Dabei gab es Zeiten in meinem Leben, in denen es mir echt schwer fiel, allein zu sein. Ich war ständig unterwegs. Und wenn ich nicht unterwegs war, begleitete mich oft die „Angst“ etwas zu verpassen. Manchmal begleitete mich diese Angst sogar dann, wenn ich unterwegs war. Denn unterwegs sein, kann ich nur an einem Ort. Und wenn gerade mehrere Optionen zur Wahl stehen, muss ich mich eben entscheiden und stellte mir dann unweigerlich die Frage, die mit „was wäre wenn“ beginnt.
Geändert hat sich das, glaube ich, während der Corona-Jahre. Die Zeit, die uns alle irgendwie geprägt hat. Einige wollten danach endlich wieder losziehen, andere wollten plötzlich weniger. Weniger von allem. Vom Lärm, vom Konsum, von den äusseren Einflüssen. Während um mich herum alles wieder Fahrt aufnahm, kam ich nicht mehr mit. Ich suchte nach Ruhe, die mich zwischendurch auch mal überfordert hat, wenn sie dann da war, wenn viele Gedanken kamen und ich sie zuliess.
Doch seither hat sich die Ruhe ihren Platz in meinem Alltag gesichert. Mittlerweile merke ich wenn meine „Social Battery“ voll ist. Und wenn ich darauf mal keine Rücksicht nehmen kann, merke ich das an meinem Energie-Level.

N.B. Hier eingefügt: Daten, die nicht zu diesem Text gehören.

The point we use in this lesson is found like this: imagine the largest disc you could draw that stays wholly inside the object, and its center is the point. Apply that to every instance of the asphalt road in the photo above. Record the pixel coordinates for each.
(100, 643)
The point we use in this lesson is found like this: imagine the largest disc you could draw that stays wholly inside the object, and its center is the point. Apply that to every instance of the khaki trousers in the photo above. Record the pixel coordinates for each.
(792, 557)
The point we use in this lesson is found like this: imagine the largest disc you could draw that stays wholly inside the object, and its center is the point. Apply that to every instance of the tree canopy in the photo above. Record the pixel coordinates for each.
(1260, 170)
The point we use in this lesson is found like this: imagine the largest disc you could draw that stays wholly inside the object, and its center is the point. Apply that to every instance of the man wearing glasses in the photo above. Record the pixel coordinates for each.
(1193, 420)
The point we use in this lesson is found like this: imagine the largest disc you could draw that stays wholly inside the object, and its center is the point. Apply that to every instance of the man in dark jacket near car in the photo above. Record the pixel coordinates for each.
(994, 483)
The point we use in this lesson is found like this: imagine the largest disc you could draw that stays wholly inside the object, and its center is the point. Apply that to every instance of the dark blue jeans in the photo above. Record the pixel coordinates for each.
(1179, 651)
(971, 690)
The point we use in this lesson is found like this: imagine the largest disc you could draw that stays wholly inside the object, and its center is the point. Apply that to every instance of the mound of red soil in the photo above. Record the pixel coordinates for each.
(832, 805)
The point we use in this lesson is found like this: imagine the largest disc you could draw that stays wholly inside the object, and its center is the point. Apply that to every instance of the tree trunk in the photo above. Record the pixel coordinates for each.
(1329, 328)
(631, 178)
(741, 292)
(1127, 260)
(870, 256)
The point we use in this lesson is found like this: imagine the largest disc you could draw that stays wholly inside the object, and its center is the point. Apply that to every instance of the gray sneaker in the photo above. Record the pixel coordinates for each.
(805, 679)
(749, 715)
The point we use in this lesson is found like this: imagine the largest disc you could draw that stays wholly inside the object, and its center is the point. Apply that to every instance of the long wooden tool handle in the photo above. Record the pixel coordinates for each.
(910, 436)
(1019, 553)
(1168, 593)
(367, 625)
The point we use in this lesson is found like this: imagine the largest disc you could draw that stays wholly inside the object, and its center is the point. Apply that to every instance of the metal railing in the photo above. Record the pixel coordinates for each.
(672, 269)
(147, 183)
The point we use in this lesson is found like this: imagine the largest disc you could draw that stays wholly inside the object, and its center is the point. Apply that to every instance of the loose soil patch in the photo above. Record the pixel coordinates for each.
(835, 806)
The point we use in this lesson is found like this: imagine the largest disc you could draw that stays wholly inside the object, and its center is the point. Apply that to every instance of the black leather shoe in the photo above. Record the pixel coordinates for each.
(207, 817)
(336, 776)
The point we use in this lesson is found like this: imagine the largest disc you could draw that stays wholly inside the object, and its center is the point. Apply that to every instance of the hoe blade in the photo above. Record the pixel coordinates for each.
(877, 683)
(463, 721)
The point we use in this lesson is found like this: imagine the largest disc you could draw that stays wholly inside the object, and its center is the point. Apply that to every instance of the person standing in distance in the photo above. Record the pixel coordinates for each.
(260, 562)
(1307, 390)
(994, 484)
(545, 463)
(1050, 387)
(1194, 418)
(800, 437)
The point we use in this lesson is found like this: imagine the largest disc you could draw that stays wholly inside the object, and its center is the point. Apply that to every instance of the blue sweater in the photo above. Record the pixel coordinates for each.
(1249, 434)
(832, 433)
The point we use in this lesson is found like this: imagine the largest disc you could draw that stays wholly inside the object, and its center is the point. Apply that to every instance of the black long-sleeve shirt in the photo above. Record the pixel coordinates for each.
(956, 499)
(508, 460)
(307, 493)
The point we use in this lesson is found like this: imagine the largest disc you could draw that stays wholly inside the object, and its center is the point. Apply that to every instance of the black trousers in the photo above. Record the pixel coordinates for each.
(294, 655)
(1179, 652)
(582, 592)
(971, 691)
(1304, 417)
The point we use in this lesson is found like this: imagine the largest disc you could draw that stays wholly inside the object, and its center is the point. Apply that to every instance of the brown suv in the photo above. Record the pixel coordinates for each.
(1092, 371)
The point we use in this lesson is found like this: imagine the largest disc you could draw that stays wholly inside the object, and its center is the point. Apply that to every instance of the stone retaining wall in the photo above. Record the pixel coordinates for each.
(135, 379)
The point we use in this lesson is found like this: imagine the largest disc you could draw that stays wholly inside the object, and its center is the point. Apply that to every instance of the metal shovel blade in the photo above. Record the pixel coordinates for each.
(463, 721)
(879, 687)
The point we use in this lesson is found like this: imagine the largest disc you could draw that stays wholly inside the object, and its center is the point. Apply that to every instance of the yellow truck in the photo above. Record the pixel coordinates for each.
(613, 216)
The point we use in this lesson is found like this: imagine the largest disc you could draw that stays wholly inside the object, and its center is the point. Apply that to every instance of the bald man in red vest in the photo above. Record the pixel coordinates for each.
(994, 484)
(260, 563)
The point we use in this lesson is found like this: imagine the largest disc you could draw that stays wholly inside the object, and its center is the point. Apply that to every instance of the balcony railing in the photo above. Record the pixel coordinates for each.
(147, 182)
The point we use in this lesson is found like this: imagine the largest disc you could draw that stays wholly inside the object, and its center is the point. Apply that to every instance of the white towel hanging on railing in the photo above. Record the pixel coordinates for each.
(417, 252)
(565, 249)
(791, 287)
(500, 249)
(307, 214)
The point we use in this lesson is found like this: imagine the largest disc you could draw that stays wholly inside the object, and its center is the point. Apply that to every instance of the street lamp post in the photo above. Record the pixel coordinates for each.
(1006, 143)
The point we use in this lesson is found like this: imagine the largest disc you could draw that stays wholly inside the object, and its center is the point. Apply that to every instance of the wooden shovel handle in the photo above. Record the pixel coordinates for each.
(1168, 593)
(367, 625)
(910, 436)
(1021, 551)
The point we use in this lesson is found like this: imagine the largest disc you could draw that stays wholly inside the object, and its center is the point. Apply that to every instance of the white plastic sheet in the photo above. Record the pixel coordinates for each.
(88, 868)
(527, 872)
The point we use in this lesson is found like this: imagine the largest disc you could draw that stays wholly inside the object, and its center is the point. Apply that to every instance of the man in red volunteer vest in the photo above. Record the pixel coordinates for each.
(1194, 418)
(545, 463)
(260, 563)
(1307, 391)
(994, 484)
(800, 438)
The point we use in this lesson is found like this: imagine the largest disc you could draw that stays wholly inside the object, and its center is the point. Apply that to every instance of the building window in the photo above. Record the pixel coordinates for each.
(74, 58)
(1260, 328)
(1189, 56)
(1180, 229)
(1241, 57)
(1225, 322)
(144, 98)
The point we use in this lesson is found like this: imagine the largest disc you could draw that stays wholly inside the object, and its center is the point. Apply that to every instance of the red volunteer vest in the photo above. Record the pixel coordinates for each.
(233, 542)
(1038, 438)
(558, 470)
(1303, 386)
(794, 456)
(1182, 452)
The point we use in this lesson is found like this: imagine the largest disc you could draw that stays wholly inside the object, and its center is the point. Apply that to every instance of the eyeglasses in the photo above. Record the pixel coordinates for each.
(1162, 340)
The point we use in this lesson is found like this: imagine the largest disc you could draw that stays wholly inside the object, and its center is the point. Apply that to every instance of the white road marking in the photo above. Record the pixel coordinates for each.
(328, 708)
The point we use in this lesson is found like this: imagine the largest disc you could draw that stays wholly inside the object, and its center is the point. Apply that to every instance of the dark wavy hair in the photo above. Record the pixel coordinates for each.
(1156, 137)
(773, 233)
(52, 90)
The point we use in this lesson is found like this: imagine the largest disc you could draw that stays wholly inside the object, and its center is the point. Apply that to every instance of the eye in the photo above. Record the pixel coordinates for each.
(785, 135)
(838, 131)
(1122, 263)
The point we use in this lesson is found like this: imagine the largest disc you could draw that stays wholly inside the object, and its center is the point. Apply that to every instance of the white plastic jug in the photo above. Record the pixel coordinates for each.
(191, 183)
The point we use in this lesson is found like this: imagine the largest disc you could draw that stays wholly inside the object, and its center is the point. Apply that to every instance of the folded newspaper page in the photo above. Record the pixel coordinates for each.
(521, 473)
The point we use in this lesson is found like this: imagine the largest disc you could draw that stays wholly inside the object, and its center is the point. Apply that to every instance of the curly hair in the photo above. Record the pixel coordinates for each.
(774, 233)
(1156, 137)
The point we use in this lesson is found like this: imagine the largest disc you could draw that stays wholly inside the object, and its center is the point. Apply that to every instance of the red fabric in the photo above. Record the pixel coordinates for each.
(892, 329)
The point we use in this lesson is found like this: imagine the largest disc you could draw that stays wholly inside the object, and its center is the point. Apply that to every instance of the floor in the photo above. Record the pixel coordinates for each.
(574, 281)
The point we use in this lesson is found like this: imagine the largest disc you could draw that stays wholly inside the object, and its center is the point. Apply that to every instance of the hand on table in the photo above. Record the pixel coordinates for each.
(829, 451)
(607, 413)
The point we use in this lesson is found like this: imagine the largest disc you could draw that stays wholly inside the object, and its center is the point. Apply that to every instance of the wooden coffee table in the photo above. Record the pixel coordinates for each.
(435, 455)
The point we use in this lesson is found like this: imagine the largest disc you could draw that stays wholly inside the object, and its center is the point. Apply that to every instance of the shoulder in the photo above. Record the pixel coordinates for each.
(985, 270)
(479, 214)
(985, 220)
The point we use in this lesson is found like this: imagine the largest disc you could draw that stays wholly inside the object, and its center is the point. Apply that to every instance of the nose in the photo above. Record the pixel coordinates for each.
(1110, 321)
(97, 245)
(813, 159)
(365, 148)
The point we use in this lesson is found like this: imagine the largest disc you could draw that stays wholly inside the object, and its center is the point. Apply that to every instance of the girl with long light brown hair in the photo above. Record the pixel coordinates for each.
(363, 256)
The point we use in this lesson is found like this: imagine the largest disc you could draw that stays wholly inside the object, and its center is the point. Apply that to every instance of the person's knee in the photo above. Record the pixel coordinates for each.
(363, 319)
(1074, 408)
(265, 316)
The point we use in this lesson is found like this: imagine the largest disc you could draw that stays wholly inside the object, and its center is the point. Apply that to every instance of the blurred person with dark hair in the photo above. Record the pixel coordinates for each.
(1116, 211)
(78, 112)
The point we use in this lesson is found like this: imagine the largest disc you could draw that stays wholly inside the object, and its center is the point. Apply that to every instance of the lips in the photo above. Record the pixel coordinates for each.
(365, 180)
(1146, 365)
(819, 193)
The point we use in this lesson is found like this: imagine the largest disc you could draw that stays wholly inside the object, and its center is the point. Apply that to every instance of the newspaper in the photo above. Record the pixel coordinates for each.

Nun geniesse ich auch mal kleine Ausflüge allein, zum Beispiel nach Luzern, für einen Kaffee und einen Stop in meinen Lieblingsläden. Ich geniesse die Zeit beim Yoga, die ich mir bewusst einmal die Woche nehme. Ich geniesse auch die 40 Minuten, die ich, mit Nadeln im Körper, liegend bei der Akupunktur verbringe. Eigentlich in der Hoffnung, damit meinen Heuschnupfen nach 30 Jahren zu verabschieden. Doch die Nebenwirkung “Alltagspause” geniesse ich direkt mit. Und ich freue mich, an einem Samstagvormittag vier Stunden in einem Buch zu blättern, während die Kirchenglocken läuten, Vögel um mein Vogelhäuschen flattern und ich dabei entspannt ein, zwei Kaffees mit Hafermilch trinke. Und wenn ich dann am Samstagnachmittag noch verabredet bin, kann ich die Zeit unter Menschen sogar noch mehr geniessen. Denn ich habe Zeit, mich darauf vorzubereiten und im Anschluss Zeit, die Gespräche nochmal in Ruhe Revue passieren zu lassen.
„Und am Ende bin ich dann ja doch auch ständig in guter Gesellschaft. In guter Gesellschaft mit mir selbst“, denke ich, verabschiede mich aus der Runde und freue mich nach diesem langen Arbeitstag nicht auf den Ausgang, sondern auf mein zu Hause.